关 键 词:癫痫 脑电描记术 多道睡眠描记术 临床 治疗 Lennox-Gastaut综合征 临床表现 脑电图

Characteristics of clinical manifestations and EEG of Lennox-Gastaut syndrome
Ren Lian-kun,Wu Li-wen,Jin Li-ri,Gao Wei,Shao Xiao-qiu. Characteristics of clinical manifestations and EEG of Lennox-Gastaut syndrome[J]. Chinese journal of pediatrics, 2003, 41(1): 7-10
Authors:Ren Lian-kun  Wu Li-wen  Jin Li-ri  Gao Wei  Shao Xiao-qiu
Affiliation:Department of Neurology, Peking Union Medical College Hospital, Chinese Academy of Medical Sciences, Beijing 100730, China.
Abstract:
OBJECTIVE: Lennox-Gastaut syndrome (LGS) is one of the most severe and refractory form of childhood epilepsy. The purpose of this study was to investigate the clinical and EEG characteristics of patients with LGS. METHODS: Sixty-two patients with LGS, including 37 males and 25 females, were followed-up regularly per three months or per six months, therapy was adjusted according to the changes in seizures and EEG, and the clinical data were analyzed in detail. RESULTS: The onset occurred between the age of 8 months and 12 years, with the peak at 1-4 years of age, accounting for 61%; a late onset which occurred after 8 years of age, was unusual. Furthermore, one patient who developed LGS at the age of 13 years and remained to have all the features of seizures and EEG at 35 years of age was identified as adult's LGS. Forty-three patients were classified as symptomatic, perinatal events were the predominant factors in this group. The others were cryptogenic. It was noted that 11 cases had a history of West syndrome. A transformation process from West syndrome to LGS was observed in another 7 cases. Every patient had two or more seizure types during the course of the disease; tonic seizure, atypical absence seizure, head drop or sudden falls were the characteristic types.
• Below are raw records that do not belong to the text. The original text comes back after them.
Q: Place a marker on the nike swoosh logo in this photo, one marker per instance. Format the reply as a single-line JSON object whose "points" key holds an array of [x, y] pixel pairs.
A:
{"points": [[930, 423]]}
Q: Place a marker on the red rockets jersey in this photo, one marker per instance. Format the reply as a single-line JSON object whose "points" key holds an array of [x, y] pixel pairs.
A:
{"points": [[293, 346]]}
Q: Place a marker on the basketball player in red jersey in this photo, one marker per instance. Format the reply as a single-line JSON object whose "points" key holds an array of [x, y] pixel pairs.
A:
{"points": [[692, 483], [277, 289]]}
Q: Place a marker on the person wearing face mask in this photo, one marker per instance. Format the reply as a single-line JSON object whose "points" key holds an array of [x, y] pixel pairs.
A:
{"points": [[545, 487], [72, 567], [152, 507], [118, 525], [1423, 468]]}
The degree of mental deficit was variable from slight to profound deterioration, but mental and behavioral disturbances existed in every case as a rule. In all cases electroencephalogram (EEG) background was abnormal and consisted of diffuse slow spike-and-waves (1-1.5CPS), predominant in frontal and temporal regions. Twenty-four cases had the polyspike-wave. Bursts of fast rhythms (10-14CPS) were observed in 29 patients during sleep. The choice of antiepileptic drugs (AEDs) was based on the seizure types; routinely, 2 or more kinds of AEDs were used in combination, the classic drugs, valproate and clonazepam were firstly recommended; the other drugs, such as lamotrigine and topiramate that are used as add-on therapy were further consideration. Although the total effect was not satisfactory, the severity and frequency of seizures in almost all cases had lessened to some extent. CONCLUSION: LGS shows diverse manifestations; comprehensive diagnosis is crucial, active and efficacious treatment can improve the mental and behavioral development and prognosis as a whole.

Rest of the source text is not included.